First, let me give you the context of this question: Pathways. Pathways cut off the relationship between faculty and administration, and for a period of time between students and administration. Because of the actuality and threats of no confidence votes, the Board and Administration have devoted more of their time on the major planning/academic committees to working with the faculty. SGA has gotten kicked out of Board of Trustees meetings multiple times this year so that they could discuss faculty issues--including me and fellow Academic representative Casey Trahan.
Now to the actual question at hand--"How can the President of SGA make sure that students gain back the focus of the Board and Administration?" The answer, unfortunately, is not as easy as "The SGA President needs to promote unity with the faculty." Unity sounds great in theory--we'll all be happy, friendly, and dancing with our Economics professors to a brass band in the Quad.
I'm all for dancing. Especially to brass music.
But unity is not the policy that best represents student interests. Instead, the SGA President must work through each issue on an individual basis in order to see where student interests line up with the interests of faculty or of administration, and then cultivate those relationships in order to get results for students. For example, on the issue of tuition increases--which faculty often advocate for, because they get raises--then SGA should disagree with faculty, in order to represent the student voice.
Effective representation of students means precisely that we do not always have unity. There will be disagreements. But in order to make those disagreements into positives for students, the President needs to be willing to negotiate out positive solutions, on issues from tuition increases to Common Curriculum reform to increased service learning.

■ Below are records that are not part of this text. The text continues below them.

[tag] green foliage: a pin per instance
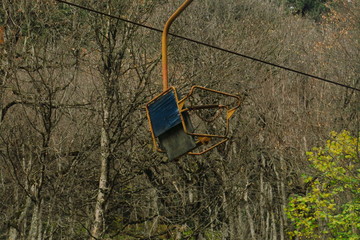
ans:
(312, 8)
(331, 207)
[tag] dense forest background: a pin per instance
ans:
(75, 151)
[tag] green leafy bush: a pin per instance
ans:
(331, 207)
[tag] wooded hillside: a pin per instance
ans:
(76, 155)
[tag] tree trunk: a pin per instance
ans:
(99, 222)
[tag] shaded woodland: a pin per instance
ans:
(76, 156)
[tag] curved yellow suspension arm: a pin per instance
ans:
(164, 43)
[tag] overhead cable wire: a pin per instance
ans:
(212, 46)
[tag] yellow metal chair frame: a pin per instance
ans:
(200, 138)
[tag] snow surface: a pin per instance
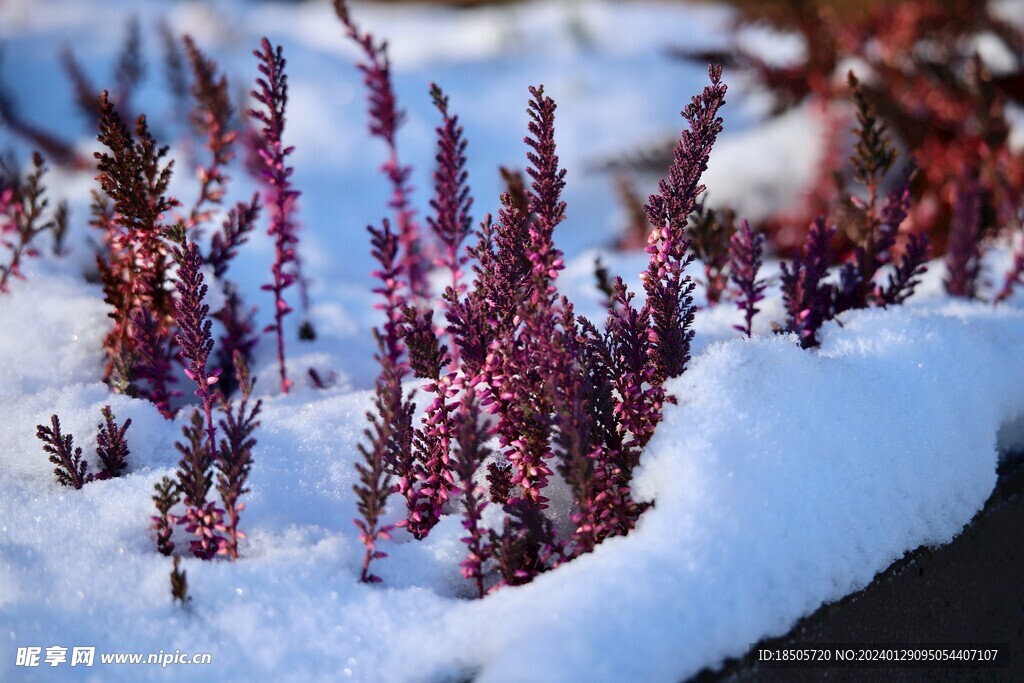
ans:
(782, 479)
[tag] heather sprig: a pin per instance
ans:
(433, 477)
(873, 155)
(179, 584)
(383, 434)
(710, 232)
(808, 299)
(233, 232)
(211, 118)
(385, 119)
(152, 361)
(203, 518)
(168, 494)
(523, 548)
(1013, 276)
(195, 337)
(964, 250)
(669, 289)
(398, 450)
(527, 353)
(745, 253)
(112, 449)
(235, 454)
(640, 396)
(906, 275)
(134, 272)
(71, 469)
(238, 321)
(500, 481)
(22, 205)
(879, 222)
(468, 456)
(452, 202)
(279, 194)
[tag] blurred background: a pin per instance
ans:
(944, 77)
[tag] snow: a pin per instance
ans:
(782, 479)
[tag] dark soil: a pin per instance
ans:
(969, 591)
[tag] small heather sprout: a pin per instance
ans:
(745, 253)
(964, 250)
(71, 470)
(22, 205)
(808, 299)
(710, 231)
(236, 454)
(195, 337)
(669, 289)
(203, 518)
(211, 117)
(167, 495)
(112, 449)
(452, 202)
(469, 453)
(179, 584)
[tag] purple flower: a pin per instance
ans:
(808, 299)
(745, 252)
(669, 289)
(385, 118)
(112, 449)
(280, 196)
(71, 470)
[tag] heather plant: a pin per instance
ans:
(385, 119)
(432, 473)
(112, 449)
(179, 584)
(195, 336)
(279, 195)
(211, 118)
(669, 288)
(710, 231)
(566, 399)
(745, 253)
(387, 423)
(872, 224)
(23, 204)
(135, 272)
(203, 518)
(470, 451)
(168, 494)
(71, 469)
(964, 251)
(942, 102)
(452, 220)
(235, 454)
(808, 298)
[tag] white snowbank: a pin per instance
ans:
(781, 480)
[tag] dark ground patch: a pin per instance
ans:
(969, 591)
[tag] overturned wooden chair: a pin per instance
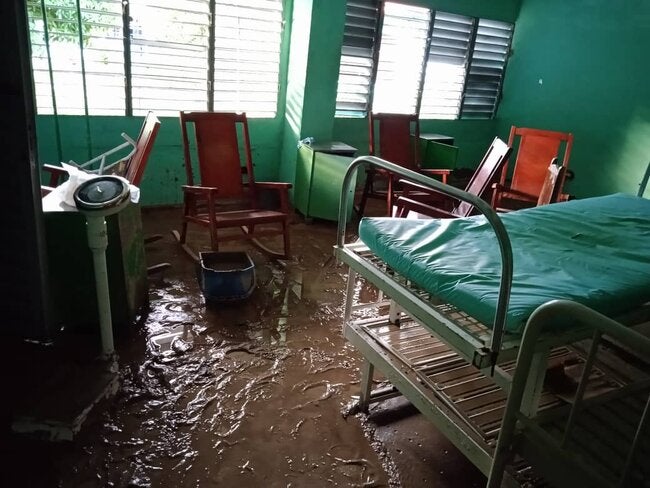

That answer was a little hard to give in the debates. The reality of the faculty- administration- student relationships is much more subtle than a soundbite in a debate allows for. But I think the students in the room gained a sense of the reality of the situation.

I hope you did from by post--and if you didn't, or if you disagree, please say something! Send me an email, post on the blog, call me, throw rotten eggs at my window. Well, don't throw eggs. But I love sitting down with people and talking about this--so let's get into it.

Thanks all--see you tomorrow out at Third Friday with Green Abita! Yes.

p.s. new chris rose article dropped Tuesday, go out and donate.